For most of financial crime history, scale was a limiting factor. Running a convincing phishing campaign required language skills, time and human coordination. Recruiting money mules demanded operational reach. Creating fraudulent identity documents took craft and effort. That constraint no longer applies.
AI has removed this hurdle, and the implications for compliance and financial crime professionals are only beginning to be understood.
Adam Khan and Robin Lee are practitioners, educators and two of the designers behind ICA Specialist Certificate in AI Threats and Risk Mitigation. Their perspective on where the threats are greatest, and where organisations are falling short, is drawn directly from the work that shaped the course.
Scale, credibility and attack surface: three shifts redefining threat landscape
Khan and Lee identify three interconnected changes reshaping what compliance and financial crime teams are up against. The first is scale. Activities that once required significant time, language expertise and human coordination such as synthetic identity creation and investment scams, can now be reproduced faster, cheaper and more convincingly than ever before.

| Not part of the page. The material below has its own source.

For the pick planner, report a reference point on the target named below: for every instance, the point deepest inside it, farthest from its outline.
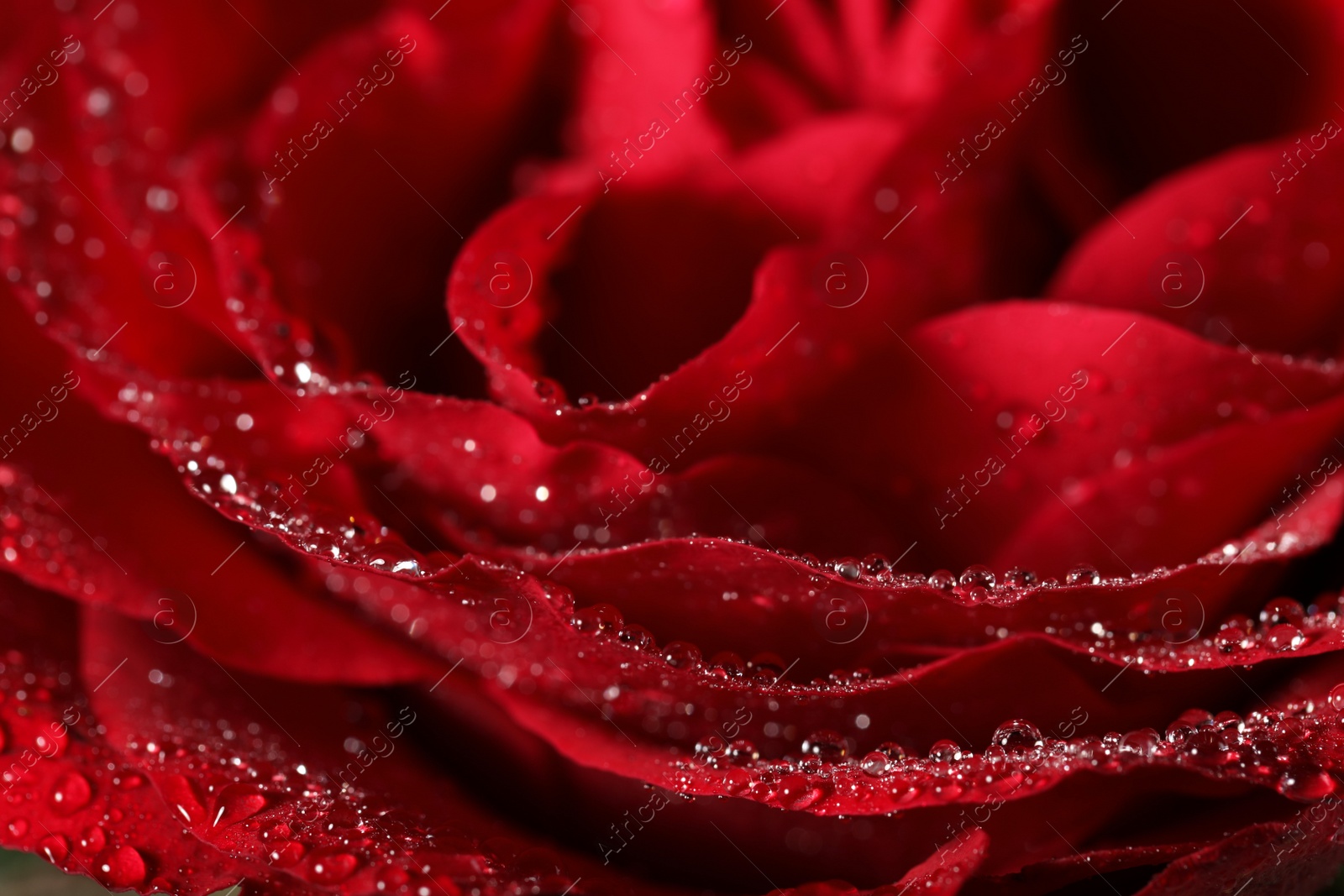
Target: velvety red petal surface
(658, 448)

The second shift is credibility. “AI technology can generate deepfake audio, video, cloned voices, websites, documents and fully interactive avatars,” they explain. “Messages and communication can be highly personalised, making scams harder to detect using traditional red flags. Fraud attacks are becoming less clumsy and more context aware.” Many existing controls depend on people noticing something that feels wrong. As deepfake technology improves, that intuition becomes a less reliable defence.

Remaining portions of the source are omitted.